経済の動向を分析し、未来を見通すエコノミスト。そのレポートなどは金融業界のみならず、個人投資家から注目されることもしばしば。
第一生命経済研究所 首席エコノミスト・熊野英生氏は、新著『エコノミストの経済・投資の先を読む技法』のなかで、ビジネスや投資に役立つ「先読み」の技法を解説しています。
不確実性が高まる時代、「未来のことは何もわからない」と悲観しがちですが、経験則にもとづき、粘り強く仮説を立てていけば、未来の大まかな方向性は見えてくるかもしれません。そこで今回は、景気と株価の関係について、熊野氏に読み解いてもらいます。(全3回の3回目)

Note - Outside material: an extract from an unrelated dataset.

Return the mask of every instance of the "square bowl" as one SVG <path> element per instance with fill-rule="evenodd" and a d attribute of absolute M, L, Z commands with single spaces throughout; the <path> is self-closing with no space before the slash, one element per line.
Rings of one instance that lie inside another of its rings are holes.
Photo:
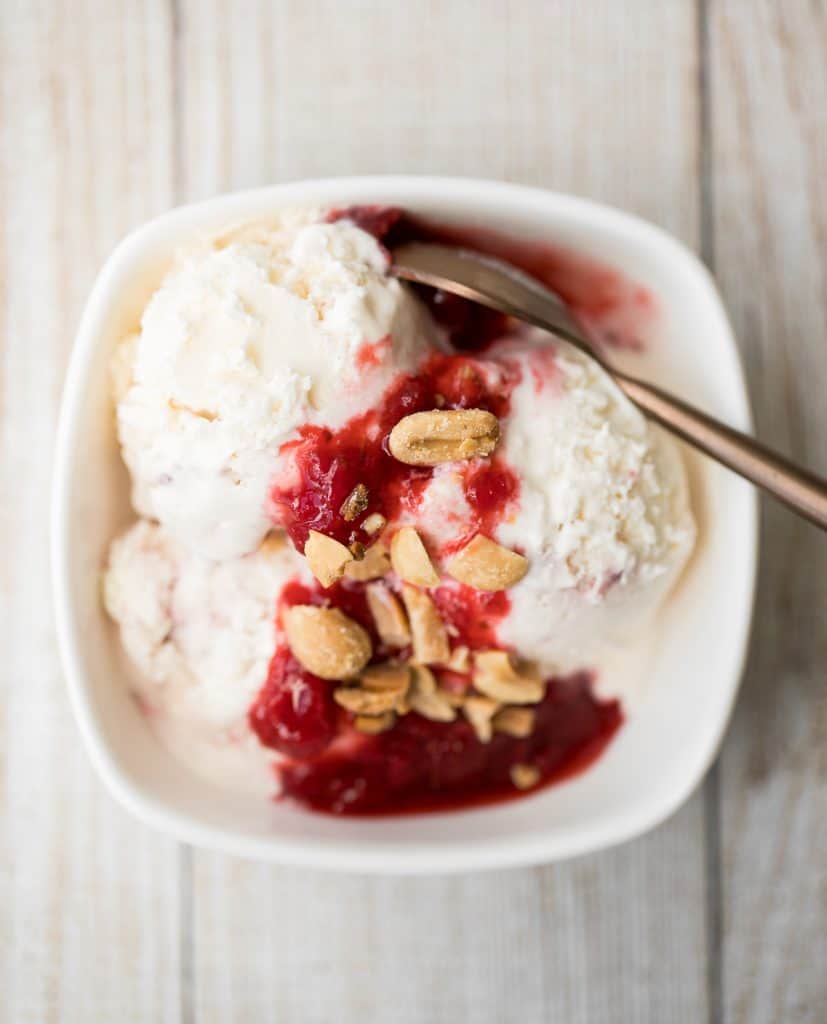
<path fill-rule="evenodd" d="M 58 427 L 55 615 L 90 757 L 115 796 L 146 823 L 189 843 L 282 863 L 459 871 L 548 862 L 637 836 L 671 814 L 708 768 L 748 642 L 755 496 L 733 474 L 692 455 L 700 539 L 658 624 L 645 699 L 597 763 L 567 781 L 463 811 L 366 819 L 313 814 L 227 794 L 194 777 L 156 739 L 130 697 L 127 667 L 99 590 L 110 541 L 133 517 L 113 421 L 113 346 L 134 330 L 181 242 L 279 208 L 360 203 L 553 241 L 622 269 L 658 303 L 659 327 L 645 375 L 733 426 L 750 427 L 737 348 L 709 274 L 679 242 L 627 214 L 499 182 L 395 176 L 274 185 L 174 210 L 130 234 L 100 271 L 75 343 Z"/>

●第2回:“教科書”的な4つの経済サイクルは鵜呑みにできない? 技術革新が生み出しつつある新たな景気循環のパターン
※本稿は、熊野英生著『エコノミストの経済・投資の先を読む技法』(明日香出版社)より、一部を抜粋・再編集したものです。
未来予測に役立つ3つの指標
話を景気予測に戻しましょう。私は、未来予測に役立つツールとは、実務的にも活用できるものでなければならないと考えています。では、具体的にどのようなツールが役立つのでしょうか。ここではマーケット関係者も注目している、特に重要と考える3つの指標をご紹介します。
(1) 米国の長短金利差(長短金利スプレッド)
米国の長期金利(10年)と短期金利(2年)の差は、米国経済の「体温計」とも呼ばれ、景気の先行指標として注目されています。この金利差がマイナス、つまり短期金利が長期金利を上回る「逆イールド」の状態になると、「景気後退の予兆」と解釈されます。投資家が将来の景気悪化を予想し、短期債よりも長期債への投資を選好していることを示唆しているからです。

(2) 銅の先物価格
銅はさまざまな産業で使用される基礎的な素材で、特に半導体の製造には大量の銅が必要とされます。そのため銅の先物価格は、半導体需要の動向を反映する指標として注目されています。半導体需要が高まると銅価格も上昇する傾向にあり、近年では電気自動車(EV)の普及によっても銅の需要が増加傾向にあります。こうした背景から銅の先物価格はEV市場の成長を予測するうえでも重要な指標と見なされ、「ドクター・カッパー」と呼ばれることもあります。

(3) バルチック海運指数
世界の主要航路におけるばら積み船の運賃を総合的に表した指数です。貿易取引は世界経済の健康度を示す指標であり、その活発さは海運市況に反映されます。世界経済が拡大し貿易取引が活発化すれば海運市況も盛り上がり、バルチック海運指数(BDI)は上昇します。逆に世界経済が停滞すると海運市況も低迷し、バルチック海運指数は低下します。なお、最近この指数は少し説明力が落ちている印象があります。